You will be offered regular appointments with an MS, and with a doctor if you are taking disease-modifying therapy, to review your symptoms and treatment plan.

Many people with MS have fatigue. This is not ordinary tiredness, but a feeling of utter exhaustion that is not related to how much you have been doing. The fatigue can be brought on by heat, overexerting yourself or stress. Sometimes it can be related to the time of day.

If you have problems with fatigue, your GP will first make sure that nothing else could be causing it, such as anxiety, depression, difficulty in sleeping or medical problems such as anaemia or thyroid disease. If you have any of these conditions you will be offered treatment for them first. 

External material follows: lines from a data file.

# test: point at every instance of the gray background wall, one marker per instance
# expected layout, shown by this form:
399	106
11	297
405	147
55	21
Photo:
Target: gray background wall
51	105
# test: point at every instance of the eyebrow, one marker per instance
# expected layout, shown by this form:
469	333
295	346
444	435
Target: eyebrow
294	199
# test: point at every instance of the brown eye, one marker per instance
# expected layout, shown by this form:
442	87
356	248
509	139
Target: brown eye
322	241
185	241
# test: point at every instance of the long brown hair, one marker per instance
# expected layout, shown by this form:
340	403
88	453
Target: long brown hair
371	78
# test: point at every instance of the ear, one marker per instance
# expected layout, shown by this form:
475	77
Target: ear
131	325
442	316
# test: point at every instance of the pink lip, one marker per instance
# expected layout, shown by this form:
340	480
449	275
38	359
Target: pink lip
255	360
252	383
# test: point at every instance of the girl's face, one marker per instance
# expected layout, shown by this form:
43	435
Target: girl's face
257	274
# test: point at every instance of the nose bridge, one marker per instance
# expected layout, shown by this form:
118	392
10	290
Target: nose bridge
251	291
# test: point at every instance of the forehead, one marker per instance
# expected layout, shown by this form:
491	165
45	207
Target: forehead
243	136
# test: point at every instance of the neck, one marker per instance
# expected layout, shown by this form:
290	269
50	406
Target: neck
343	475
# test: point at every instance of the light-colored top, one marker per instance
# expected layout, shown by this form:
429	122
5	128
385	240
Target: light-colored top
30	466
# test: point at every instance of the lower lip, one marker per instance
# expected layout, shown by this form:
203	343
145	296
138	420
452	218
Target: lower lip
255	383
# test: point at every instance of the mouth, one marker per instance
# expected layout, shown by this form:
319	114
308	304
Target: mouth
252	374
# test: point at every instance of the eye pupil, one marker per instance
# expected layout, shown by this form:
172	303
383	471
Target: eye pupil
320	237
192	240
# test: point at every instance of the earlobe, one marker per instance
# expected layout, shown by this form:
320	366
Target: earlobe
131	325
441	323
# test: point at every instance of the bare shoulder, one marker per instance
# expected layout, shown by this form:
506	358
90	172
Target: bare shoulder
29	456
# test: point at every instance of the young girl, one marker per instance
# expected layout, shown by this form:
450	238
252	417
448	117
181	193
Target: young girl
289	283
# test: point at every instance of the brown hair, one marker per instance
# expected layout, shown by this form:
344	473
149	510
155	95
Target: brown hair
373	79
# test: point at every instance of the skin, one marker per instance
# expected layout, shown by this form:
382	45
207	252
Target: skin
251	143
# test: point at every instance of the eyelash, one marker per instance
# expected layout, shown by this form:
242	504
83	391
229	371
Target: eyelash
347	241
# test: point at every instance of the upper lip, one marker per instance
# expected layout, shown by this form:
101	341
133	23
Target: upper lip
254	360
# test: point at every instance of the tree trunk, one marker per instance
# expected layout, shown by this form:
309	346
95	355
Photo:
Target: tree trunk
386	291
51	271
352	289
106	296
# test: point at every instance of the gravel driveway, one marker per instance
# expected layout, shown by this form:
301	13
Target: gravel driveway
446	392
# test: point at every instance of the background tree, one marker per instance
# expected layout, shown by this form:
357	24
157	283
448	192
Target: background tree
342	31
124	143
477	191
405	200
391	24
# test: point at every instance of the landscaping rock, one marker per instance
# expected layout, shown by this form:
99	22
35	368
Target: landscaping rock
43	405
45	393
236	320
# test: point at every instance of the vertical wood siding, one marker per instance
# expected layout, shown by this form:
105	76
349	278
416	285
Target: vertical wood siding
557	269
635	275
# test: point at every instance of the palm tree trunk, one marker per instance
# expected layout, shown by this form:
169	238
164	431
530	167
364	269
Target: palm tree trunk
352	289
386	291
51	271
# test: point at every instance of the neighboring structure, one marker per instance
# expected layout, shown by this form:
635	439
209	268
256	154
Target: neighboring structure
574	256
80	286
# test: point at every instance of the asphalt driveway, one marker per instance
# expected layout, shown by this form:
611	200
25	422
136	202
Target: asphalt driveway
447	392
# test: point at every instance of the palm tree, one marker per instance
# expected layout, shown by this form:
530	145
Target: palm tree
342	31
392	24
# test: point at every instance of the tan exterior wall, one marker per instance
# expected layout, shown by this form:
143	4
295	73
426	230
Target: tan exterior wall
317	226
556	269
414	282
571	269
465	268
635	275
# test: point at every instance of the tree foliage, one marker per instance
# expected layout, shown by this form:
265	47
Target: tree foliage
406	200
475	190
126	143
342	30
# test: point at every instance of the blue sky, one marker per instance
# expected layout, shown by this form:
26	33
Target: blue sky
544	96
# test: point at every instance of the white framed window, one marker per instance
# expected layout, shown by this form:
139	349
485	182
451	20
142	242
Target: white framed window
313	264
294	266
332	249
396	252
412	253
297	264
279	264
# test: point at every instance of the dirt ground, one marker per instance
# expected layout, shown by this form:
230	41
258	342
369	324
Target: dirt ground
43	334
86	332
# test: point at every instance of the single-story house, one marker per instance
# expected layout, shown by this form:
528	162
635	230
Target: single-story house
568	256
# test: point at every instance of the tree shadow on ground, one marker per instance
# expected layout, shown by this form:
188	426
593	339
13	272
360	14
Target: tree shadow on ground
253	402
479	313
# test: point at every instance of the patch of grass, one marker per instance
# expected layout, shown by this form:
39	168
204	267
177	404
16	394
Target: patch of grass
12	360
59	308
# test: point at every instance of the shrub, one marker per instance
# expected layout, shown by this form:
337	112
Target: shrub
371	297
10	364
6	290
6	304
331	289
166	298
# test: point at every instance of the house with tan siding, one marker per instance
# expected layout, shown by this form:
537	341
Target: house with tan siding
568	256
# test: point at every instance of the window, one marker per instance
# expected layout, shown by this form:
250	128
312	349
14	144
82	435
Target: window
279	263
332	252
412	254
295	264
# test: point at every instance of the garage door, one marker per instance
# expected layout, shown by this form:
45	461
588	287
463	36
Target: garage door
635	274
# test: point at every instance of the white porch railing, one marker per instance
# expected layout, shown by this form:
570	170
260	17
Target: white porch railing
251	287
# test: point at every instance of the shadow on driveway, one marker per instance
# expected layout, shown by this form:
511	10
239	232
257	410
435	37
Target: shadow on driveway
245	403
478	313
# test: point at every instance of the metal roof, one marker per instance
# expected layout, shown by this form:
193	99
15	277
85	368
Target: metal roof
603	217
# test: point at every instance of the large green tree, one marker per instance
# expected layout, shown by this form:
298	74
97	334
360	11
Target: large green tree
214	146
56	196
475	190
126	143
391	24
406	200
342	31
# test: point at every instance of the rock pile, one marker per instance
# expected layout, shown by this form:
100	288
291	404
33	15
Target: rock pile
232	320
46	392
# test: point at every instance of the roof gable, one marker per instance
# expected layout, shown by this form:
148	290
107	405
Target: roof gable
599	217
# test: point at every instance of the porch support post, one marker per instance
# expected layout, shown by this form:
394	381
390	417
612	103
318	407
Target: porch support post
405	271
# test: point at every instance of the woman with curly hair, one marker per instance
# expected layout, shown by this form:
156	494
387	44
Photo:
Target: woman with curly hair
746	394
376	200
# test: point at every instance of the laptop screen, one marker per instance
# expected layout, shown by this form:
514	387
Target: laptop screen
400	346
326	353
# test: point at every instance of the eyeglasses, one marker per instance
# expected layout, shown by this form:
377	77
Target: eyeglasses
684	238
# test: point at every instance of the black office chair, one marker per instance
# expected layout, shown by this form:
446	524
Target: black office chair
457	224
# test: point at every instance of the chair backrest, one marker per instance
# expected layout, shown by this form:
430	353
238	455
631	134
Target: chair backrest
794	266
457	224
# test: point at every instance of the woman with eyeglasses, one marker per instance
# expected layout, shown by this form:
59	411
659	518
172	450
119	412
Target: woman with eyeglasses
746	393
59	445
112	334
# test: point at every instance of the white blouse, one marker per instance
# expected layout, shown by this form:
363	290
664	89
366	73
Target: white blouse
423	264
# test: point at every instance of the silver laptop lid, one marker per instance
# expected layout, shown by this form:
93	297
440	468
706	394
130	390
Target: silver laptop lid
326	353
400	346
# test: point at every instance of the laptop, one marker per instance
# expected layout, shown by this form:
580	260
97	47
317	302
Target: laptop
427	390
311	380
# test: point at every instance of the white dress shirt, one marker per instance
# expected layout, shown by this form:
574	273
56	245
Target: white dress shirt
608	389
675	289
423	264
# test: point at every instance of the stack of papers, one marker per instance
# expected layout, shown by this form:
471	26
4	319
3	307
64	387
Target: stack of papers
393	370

Training in mindfulness (paying attention to your present thoughts and feelings), cognitive behavioural therapy (a type of talking therapy that helps you change the way you think and behave) or special techniques to help you manage your fatigue may also help.

Aerobic balance and stretching exercises such as yoga may also help ease MS-related fatigue. The MS team can refer you to an occupational therapist for 1-on-1 or group therapy for fatigue management.  

If you are having problems with mobility, access to a specialist MS physiotherapist is available.

Taking part in a supervised exercise class that combines some aerobic and strength training may help if you have problems with mobility or fatigue. 

If you find it hard to balance because of dizziness, special exercises to improve your balance may also be helpful. 

Spasticity is a condition that affects the muscles, making them more stiff and rigid than usual. Other conditions can make spasticity worse such as constipation or an infection and these should be assessed and treated. 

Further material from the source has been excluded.